The trailer certainly is gorgeous and creepy. It also seems a bit "over-the-top" in some places. I loved Pan's Labyrinth and The Devil's Backbone, but I think del Toro can get carried away sometimes (e.g. Pacific Rim).

In many ways the trailer reminds me of those old Ken Russell movies like Gothic or Lair of the White Worm. It also brings Gormenghast to mind. These associations leave me feeling a little nostalgic and a lot apprehensive. I just don't want the style of the film to overwhelm the story and characterization.

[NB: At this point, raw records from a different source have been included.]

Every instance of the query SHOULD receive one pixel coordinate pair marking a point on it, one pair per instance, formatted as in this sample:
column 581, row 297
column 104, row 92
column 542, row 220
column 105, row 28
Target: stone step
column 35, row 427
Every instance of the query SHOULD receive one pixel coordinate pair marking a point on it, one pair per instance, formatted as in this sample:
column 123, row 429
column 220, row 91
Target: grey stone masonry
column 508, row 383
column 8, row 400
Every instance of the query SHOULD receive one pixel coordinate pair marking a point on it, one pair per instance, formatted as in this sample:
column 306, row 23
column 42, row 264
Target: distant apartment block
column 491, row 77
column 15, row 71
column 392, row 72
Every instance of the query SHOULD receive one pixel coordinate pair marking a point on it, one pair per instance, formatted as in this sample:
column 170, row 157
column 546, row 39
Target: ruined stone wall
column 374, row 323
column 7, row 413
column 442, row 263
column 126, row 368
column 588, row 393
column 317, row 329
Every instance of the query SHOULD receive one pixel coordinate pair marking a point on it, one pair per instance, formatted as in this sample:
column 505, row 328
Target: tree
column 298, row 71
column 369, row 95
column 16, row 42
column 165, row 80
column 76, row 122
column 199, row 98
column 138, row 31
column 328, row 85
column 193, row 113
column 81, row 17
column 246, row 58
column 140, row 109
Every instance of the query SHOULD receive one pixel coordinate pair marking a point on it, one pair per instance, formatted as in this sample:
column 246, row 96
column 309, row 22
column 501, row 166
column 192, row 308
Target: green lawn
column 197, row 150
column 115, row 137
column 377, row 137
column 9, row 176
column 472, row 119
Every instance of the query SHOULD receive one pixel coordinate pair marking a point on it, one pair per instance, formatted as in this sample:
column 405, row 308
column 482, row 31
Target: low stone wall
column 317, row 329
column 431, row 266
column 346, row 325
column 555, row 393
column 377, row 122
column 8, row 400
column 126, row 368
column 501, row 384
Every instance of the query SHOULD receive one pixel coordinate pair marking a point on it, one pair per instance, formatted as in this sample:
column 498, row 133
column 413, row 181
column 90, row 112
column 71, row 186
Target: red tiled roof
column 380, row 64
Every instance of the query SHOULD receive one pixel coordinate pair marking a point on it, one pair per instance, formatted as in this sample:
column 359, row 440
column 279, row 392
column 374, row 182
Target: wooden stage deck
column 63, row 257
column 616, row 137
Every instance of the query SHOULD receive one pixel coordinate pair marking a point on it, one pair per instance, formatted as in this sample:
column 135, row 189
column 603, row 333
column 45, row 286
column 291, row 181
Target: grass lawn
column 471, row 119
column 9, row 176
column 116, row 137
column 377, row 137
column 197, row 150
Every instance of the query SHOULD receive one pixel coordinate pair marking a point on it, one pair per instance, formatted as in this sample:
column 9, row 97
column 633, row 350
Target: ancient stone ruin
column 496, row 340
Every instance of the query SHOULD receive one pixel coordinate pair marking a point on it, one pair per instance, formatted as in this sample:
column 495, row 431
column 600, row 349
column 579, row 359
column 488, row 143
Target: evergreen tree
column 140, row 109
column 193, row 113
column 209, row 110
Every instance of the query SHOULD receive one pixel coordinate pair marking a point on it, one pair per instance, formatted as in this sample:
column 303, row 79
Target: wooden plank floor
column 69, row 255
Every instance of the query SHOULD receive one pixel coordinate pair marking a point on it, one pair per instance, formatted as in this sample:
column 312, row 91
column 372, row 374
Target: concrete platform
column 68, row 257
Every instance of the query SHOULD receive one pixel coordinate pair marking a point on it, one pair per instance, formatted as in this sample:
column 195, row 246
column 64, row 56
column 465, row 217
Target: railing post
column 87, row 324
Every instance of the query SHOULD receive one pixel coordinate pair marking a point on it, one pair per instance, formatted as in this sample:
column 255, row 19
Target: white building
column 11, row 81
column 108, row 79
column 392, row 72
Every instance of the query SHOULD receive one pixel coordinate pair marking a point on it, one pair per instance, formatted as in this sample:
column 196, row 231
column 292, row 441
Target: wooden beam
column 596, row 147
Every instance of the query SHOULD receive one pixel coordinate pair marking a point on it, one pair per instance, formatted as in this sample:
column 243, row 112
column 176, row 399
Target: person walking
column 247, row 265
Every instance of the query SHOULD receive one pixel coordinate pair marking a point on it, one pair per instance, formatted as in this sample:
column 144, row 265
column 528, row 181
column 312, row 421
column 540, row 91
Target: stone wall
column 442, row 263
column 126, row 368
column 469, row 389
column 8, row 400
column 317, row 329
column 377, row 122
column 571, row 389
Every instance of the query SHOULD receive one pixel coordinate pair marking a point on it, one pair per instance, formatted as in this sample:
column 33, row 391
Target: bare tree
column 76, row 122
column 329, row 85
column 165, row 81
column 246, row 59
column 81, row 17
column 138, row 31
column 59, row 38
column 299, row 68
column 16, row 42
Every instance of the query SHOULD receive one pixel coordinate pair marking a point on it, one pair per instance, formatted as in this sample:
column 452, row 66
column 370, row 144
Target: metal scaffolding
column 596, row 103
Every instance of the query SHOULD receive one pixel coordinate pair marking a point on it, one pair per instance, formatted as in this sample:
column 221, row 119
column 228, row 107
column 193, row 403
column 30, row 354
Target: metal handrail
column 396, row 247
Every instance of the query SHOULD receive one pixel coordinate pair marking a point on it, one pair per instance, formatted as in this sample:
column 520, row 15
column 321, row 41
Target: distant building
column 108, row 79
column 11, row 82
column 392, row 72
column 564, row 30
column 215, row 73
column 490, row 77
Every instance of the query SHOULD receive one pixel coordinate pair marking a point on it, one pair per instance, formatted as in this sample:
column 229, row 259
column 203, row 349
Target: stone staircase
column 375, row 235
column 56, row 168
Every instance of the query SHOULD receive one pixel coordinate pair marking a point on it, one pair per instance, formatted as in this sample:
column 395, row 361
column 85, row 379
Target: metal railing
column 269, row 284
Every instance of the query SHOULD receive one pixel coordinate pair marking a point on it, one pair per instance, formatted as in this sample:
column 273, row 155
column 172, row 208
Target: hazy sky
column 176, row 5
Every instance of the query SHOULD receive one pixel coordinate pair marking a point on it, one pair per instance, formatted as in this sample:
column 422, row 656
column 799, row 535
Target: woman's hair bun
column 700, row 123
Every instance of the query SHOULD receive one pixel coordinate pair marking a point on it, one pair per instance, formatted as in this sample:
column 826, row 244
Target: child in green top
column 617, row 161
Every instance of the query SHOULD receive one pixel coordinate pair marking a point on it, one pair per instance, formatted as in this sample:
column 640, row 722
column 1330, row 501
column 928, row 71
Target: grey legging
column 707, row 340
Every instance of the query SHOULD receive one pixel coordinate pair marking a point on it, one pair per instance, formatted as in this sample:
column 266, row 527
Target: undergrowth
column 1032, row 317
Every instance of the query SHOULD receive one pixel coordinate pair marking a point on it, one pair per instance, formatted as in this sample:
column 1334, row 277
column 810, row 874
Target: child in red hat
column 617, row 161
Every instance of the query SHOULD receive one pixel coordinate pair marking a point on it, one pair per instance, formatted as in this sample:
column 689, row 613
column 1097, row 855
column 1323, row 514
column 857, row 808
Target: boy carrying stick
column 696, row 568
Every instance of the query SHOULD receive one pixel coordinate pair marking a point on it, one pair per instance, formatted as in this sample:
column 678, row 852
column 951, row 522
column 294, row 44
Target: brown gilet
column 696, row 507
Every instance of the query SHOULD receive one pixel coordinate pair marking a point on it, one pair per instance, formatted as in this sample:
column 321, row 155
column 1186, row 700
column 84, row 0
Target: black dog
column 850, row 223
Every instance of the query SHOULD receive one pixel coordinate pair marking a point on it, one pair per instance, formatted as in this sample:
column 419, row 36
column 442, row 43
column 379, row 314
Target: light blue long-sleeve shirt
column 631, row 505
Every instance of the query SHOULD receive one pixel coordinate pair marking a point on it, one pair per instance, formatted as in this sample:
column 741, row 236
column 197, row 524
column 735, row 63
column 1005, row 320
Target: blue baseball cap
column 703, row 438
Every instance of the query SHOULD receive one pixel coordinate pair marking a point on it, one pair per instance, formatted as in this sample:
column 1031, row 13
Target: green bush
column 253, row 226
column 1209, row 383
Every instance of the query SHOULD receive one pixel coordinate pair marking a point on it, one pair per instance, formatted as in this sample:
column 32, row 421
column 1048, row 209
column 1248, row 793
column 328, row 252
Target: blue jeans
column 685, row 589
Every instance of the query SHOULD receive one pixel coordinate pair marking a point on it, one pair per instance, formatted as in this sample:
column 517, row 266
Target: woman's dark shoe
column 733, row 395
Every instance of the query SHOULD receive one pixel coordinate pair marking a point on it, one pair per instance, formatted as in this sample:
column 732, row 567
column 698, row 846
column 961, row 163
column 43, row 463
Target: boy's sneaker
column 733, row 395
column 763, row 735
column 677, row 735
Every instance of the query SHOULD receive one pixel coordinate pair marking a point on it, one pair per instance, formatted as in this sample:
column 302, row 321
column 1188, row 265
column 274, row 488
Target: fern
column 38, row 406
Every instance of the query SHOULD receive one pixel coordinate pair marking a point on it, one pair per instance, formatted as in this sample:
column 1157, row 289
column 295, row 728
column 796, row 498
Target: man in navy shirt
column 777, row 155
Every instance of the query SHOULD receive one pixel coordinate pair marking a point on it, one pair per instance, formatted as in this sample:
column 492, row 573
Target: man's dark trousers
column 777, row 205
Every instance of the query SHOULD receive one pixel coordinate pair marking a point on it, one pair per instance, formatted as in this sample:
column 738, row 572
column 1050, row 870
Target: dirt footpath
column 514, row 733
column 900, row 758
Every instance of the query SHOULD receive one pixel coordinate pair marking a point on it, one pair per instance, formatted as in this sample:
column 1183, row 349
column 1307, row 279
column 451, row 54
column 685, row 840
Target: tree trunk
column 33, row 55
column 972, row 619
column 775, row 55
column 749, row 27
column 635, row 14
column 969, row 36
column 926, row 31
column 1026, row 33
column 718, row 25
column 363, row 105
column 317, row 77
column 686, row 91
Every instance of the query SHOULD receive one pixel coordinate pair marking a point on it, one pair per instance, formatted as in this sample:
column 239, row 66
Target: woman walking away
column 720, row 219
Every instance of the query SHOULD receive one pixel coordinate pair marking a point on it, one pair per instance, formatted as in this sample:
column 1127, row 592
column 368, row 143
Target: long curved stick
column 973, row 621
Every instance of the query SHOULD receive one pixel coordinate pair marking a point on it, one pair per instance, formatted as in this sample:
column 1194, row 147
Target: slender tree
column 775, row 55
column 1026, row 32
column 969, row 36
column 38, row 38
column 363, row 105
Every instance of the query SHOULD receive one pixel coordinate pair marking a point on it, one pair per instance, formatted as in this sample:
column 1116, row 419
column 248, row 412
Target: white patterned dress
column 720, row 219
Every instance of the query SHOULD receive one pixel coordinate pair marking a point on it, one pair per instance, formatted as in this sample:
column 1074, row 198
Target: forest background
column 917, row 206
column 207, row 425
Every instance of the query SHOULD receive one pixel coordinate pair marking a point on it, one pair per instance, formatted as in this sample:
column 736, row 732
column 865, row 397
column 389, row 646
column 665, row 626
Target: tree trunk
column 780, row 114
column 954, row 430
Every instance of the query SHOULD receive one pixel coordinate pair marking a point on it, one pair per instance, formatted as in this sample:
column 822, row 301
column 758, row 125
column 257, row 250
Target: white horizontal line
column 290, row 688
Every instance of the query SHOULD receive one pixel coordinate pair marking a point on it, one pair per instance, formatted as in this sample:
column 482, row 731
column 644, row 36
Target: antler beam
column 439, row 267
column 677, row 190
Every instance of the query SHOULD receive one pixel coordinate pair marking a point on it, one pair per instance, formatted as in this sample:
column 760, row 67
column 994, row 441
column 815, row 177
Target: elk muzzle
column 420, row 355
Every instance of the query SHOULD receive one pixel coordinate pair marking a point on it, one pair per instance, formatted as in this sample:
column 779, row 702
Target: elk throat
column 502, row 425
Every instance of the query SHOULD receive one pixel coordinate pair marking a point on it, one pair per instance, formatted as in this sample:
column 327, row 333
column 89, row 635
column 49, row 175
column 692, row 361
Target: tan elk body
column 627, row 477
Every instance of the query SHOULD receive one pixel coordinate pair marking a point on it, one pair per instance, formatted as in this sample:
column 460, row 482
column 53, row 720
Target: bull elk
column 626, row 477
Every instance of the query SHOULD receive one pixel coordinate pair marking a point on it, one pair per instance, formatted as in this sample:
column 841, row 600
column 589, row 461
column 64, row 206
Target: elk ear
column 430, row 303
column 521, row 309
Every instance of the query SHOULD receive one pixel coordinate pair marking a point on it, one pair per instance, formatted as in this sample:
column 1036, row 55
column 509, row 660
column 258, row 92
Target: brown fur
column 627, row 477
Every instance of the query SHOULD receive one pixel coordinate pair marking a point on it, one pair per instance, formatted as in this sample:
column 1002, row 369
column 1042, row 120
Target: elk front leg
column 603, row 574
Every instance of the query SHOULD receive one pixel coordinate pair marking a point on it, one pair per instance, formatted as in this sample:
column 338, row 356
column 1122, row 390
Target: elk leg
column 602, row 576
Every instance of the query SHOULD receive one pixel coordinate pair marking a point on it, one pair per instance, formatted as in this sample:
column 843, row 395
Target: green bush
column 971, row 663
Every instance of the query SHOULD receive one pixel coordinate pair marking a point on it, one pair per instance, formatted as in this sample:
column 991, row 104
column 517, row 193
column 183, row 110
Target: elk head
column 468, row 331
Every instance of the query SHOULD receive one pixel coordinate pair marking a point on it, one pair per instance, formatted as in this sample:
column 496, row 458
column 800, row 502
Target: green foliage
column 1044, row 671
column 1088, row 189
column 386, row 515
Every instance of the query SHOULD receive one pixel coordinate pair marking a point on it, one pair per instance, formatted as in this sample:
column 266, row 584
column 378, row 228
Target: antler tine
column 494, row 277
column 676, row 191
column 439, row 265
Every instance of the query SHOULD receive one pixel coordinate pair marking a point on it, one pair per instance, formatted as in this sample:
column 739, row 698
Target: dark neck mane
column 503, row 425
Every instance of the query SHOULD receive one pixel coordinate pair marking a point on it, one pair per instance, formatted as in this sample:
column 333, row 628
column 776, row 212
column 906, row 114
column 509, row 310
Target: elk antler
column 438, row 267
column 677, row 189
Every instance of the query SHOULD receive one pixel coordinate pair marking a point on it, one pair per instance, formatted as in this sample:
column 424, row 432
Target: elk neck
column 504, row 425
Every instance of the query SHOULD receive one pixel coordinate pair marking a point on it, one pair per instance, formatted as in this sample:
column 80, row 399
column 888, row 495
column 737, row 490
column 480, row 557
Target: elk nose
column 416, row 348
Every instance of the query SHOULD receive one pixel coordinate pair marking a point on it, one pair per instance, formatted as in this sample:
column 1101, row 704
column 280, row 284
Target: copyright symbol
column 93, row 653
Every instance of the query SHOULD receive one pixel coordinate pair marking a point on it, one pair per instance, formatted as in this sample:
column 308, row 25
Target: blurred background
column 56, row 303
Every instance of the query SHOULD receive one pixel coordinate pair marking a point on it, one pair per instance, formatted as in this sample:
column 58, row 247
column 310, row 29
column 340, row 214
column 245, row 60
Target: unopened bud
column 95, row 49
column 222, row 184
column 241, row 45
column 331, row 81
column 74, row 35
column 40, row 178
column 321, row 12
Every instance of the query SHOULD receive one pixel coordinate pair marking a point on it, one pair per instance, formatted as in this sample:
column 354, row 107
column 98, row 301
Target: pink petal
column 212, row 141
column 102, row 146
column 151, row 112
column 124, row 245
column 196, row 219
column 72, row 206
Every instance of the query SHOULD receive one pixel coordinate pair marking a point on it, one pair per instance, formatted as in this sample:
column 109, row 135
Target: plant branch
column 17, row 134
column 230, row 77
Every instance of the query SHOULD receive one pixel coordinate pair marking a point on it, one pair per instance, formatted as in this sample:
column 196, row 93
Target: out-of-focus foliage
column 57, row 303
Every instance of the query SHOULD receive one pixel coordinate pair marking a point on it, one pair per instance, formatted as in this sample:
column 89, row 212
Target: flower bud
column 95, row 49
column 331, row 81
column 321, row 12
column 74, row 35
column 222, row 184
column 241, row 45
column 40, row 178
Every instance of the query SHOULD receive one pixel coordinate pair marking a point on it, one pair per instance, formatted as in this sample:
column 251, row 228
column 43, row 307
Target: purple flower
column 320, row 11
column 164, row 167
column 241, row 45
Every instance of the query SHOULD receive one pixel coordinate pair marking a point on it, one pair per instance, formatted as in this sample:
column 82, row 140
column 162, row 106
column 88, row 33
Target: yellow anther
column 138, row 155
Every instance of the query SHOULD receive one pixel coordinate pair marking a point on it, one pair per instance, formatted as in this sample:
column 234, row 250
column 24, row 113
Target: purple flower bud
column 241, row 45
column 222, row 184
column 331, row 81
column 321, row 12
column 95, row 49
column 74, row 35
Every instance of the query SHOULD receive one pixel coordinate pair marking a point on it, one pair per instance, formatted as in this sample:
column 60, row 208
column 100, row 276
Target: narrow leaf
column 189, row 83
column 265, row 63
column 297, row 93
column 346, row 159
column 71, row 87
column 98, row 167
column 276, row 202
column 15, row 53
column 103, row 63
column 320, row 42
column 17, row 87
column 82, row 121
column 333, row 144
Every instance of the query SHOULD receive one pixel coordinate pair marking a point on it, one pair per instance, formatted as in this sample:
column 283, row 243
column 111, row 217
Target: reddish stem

Steve has already told me he won't see it, and I know it's a bit too dark and sexy for certain friends. So looks like I'll be cowering in a theater all by lonesome in mid October! Will YOU be seeing it?

P.S. Supernatural fans will be pleased to learn that Jim Beaver is part of the cast!

[Cross-posted at Livejournal]

Friday, February 13, 2015

Friday Favorites: L.M. Montgomery

It's news to no one that I'm a huge fan of L.M. Montgomery. But it was news to me to discover a Montgomery book I'd never read before!*

Recently, after giving up on another book (something I hate to do, but it was necessary for my sanity), I turned to my TBR shelf for inspiration. And there I found the lovely new edition of Jane of Lantern Hill I'd purchased at Reading Rock Books in Dickson, TN, when visiting my friend, Michelle.


So pretty and retro, right?**

I started reading, certain I'd remember the plot of the book. After all, I had the mass market paperback on my shelf upstairs--which meant I'd read it before, right? Wrong. The story seemed entirely new to me. I suppose I might have read the first couple of chapters long ago, but for whatever reason I never continued with it.

This reading was an absolute pleasure. No way was I putting the book down! The trials and joys of quirky, lovable, and feisty Jane gripped me until the very end.

[Eeek, there's a movie version! It looks so wrong.]

I put Jane down with a happy sigh, but I wasn't quite ready to leave Maud. I started Lucy Maud Montgomery: The Gift of Wings, which is impressing upon me that LMM was very clever and ambitious. (I think if I could have met her in person, I would have been very intimidated. She, on the other hand, would likely have been bored.) Maud's brilliance, productivity, and constant pushing of the boundaries for "proper" womanhood and wifehood (why didn't I know her husband was a minister?) are so fascinating to me, especially in the light of her continual struggles with depression. Such a fascinating lady.

In addition to the biography I also ordered the Annotated Anne of Green Gables to study and enjoy before . . . wait for it . . .my birthday trip to Prince Edward Island in May. Hooray!

Do you have a favorite L.M. Montgomery novel? Favorite heroine? Have you read other books that remind you of Montgomery's style? Do share!

[Cross-posted at Livejournal]

____________________

*Full disclosure: I haven't read all the Anne books. For some reason I lost interest once Anne married and had a family. I should go back and try again, right?
**This cover might be even nicer. Virago has such fabulous cover art!

Friday, February 6, 2015

Friday Favorites: solo in the city

This past week I traveled to NYC with Steve. While he attended a conference, I did a little exploring on my own.


After a breakfast meeting with my editor, I explored Central Park. So pretty! And so cold.


I loved the views looking out of the park, too.


I visited the Museum of Modern Art for the first time. It was a stressful experience due to construction and the general craziness of tourists and school groups, but this Chagall calmed me down. The best part was seeing the special exhibit of Matisse Cut-Outs.


After fighting the MoMA crowds, I returned to an old favorite, the Morgan Library, to have a little afternoon tea all to myself. Delicious!